Posted by: Carol Zarker
July 30, 2015
11:05 am

Kim, thanks for your story, your mission and passion that you share for people with Disabilities. My story began back in 1983 when I became a foster parent of a child who had been abused and had permanent brain damage from that abuse. One year later I was fortunate enough to be able to adopt him and call him my son. He is my pride and joy. The ADA Act was just becoming a real live support system for parents as I sat in ARD meetings wondering… how will I get through this. The ADA has done so much for our kids… The work you are doing is wonderful and will make a difference in lives for years to come. My son is now 33 and has an amazing life. Keep doing what you are doing because you are making a difference. We should all remember that people, kids, adults with disabilities are a human beings first… the disability is just a part of who they are…. and as a human we all want to be loved and feel like a part of this society called life. Thanks again for your work….

Posted by: Jackie Buford
July 30, 2015
10:03 am

Thanks Kim! I have a similar story. When some new part of reality — like living with a disability — becomes personal for us, our world gets bigger. I wouldn’t wish special needs or disability on anyone, and at the same time my life and the lives of my family and friends are bigger as a result of who my daughter is and what she deals with. Overcoming my own ignorance and personal involvement as her life progresses isn’t always easy, but just saying ‘yes’ to each new diagnosis or progression is a lot like solving any other problem — it creates the space for something new to become possible. And that’s pretty inspiring.

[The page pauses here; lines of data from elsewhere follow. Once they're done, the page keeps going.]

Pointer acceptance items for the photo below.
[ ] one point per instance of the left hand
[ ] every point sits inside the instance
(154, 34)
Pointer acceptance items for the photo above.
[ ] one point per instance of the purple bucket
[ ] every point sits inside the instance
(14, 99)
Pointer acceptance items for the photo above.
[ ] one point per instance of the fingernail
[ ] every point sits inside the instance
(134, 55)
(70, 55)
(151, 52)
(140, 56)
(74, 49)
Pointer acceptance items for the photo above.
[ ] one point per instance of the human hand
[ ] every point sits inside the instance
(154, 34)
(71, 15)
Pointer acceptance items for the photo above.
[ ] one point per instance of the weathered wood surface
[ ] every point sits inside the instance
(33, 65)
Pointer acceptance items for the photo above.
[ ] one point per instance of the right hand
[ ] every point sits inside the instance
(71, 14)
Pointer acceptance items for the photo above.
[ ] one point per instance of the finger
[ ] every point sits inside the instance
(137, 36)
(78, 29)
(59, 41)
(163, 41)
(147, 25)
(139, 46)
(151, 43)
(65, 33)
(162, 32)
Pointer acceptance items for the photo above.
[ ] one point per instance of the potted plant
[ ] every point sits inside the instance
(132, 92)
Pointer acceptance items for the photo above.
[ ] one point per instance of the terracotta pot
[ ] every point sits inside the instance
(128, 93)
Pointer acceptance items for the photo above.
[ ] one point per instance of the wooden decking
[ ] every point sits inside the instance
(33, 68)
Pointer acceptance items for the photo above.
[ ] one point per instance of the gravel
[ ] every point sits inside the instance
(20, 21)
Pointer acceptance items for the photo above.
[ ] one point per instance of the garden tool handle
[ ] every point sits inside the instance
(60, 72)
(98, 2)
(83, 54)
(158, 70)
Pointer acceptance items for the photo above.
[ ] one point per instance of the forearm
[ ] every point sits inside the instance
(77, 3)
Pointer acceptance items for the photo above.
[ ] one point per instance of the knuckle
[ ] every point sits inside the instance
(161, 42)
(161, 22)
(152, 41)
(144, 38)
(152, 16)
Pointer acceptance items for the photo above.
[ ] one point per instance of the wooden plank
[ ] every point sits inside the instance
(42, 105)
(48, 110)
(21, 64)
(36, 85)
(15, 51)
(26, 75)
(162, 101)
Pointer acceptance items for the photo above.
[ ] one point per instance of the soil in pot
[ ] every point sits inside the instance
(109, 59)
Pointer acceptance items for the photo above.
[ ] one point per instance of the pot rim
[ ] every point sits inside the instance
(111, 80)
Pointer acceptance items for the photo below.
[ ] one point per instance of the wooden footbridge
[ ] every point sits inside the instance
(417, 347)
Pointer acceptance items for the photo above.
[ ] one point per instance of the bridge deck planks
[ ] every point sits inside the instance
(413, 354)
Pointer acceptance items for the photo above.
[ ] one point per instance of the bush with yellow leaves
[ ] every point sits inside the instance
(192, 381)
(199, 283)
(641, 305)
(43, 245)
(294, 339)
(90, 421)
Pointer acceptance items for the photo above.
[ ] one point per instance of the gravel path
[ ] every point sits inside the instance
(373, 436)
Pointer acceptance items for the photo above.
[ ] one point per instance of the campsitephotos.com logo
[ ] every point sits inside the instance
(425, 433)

Posted by: Lecia Papadopoulos
July 30, 2015
9:56 am

Two years ago, my 29 year old daughter, suffered a brain injury. As a right handed Graphic Design who spent her days putting ink to paper, what does a right handed pen and ink artist do when they no longer can use their right hand? We are still searching for that answer. Without ADA there would be no way she could even search for the answer. I am thankful it is there. I am hopeful it will expand and improve in the years to come.

Posted by: Karen Curd
July 30, 2015
9:49 am

Thank you Kim for your passion and your mission. It is true, all of the tools and technology created will not help those with special needs reach their full potential unless we can overcome the unconscious bias that exists. We must work to look through an individual diverse lens vs. a “normal” lens. I don’t believe there is a “normal” when it comes to describing the human being.

Posted by: Gusanita Roberson
July 30, 2015
8:14 am

Thankyou for the post and your goal to raise awareness of unconscious bias. The WW Special Olympics is going on in LA at the moment. It strikes me that all of us need to reach our full potential – I mean who is “normal” these days.

Posted by: MaryRose Crotty O'Connor
July 29, 2015
10:05 pm

Thank you for sharing your story. Thank you as well for the work that you have done and continue to do to raise awareness of unconscious bias.

Posted by: Leslie Ott
July 27, 2015
10:35 pm

Thanks for the post. An inspiring one. Lets not think that they are different. They should still live life and enjoy every moment.